A series of rich images follow. “The Lord will guide you continually, and satisfy your needs in parched places and make your bones strong; and you shall be like a watered garden, like a spring of water, whose waters never fail. Your ancient ruins shall be rebuilt” (Is. 58:11-12). These promises are contingent; they hang upon a social commitment to the wellbeing of the weak and desperate.
A community is no less at risk if all times and occasions are given to “going your own way, serving your own interests, or pursuing your own affairs” (Is. 58:13). In this situation, everyone is simply the object of everyone else’s manipulation for personal advantage or gain. Notwithstanding the legitimate need for a livelihood, the setting aside of “self-interest” for a time helps to strengthen families and communities, allowing a space for mutual engagement in common life and shared interests.
We need rest, and joy, and communal delight. In a word, we need the Sabbath. “If you refrain from trampling the Sabbath, from pursuing your own interests on holy days; if you call the Sabbath a delight and the holy days of the Lord honorable; if you honor it, not going your own ways … then you shall take delight in the Lord, and I will make your ride upon the heights of the earth” (Is. 58:13-14).
The prophet calls for intervention on behalf of the hungry and the afflicted, and he calls for a holy day of rest. While sacred rest precludes “pursuing one’s interests,” does it prohibit action on behalf of the hungry and the afflicted? Is there a time when desperate human need may or should be ignored in the name of religious observance?
The point has been argued incessantly, and, generally, exceptions have been allowed, and not only in reference to human need. Jesus asks this probing question, “Does not each one of you on the Sabbath untie his ox or his donkey from the manger, and lead it away to give it water” (Lk 13:16)? If the basic needs of domestic animals may be met on the Sabbath, then the affliction of a “daughter of Abraham” may be healed whenever and wherever the Great Physician appears.
“Now he was teaching in one of the synagogues on the Sabbath.
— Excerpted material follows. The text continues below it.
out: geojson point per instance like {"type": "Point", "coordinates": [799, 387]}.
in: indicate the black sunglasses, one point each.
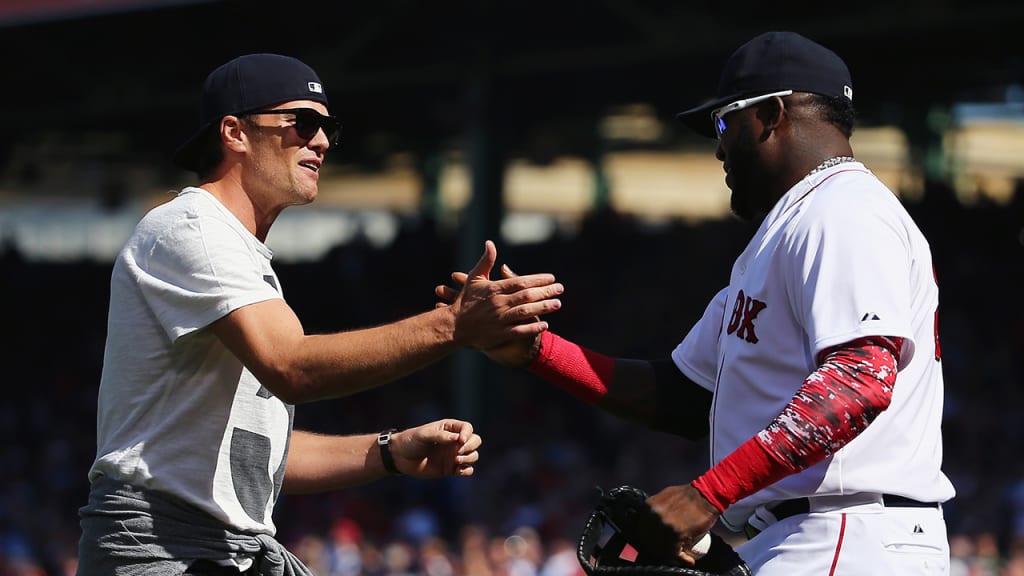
{"type": "Point", "coordinates": [308, 122]}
And just then there appeared a woman with a spirit that had crippled her for eighteen years. … When Jesus saw her, he called her over and said, ‘Woman, you are set free from your ailment” (Lk 13:10-12). Using the same word referring to the release of an ox or donkey, the story suggest that the woman is “unbound/untied/unfastened.” So released, she stands erect to behold source of her healing. This miracle story is a wound if it is only one healing; that is, a wound to those who are not released in such a sudden and dramatic fashion. But, in truth, this is a story about “a bent woman who was bound,” symbolizing our fallen state. In Christ she rises, as we do. She is one among many.
Look It Up: Lk. 13:12
Think About It: You are released this day and every day.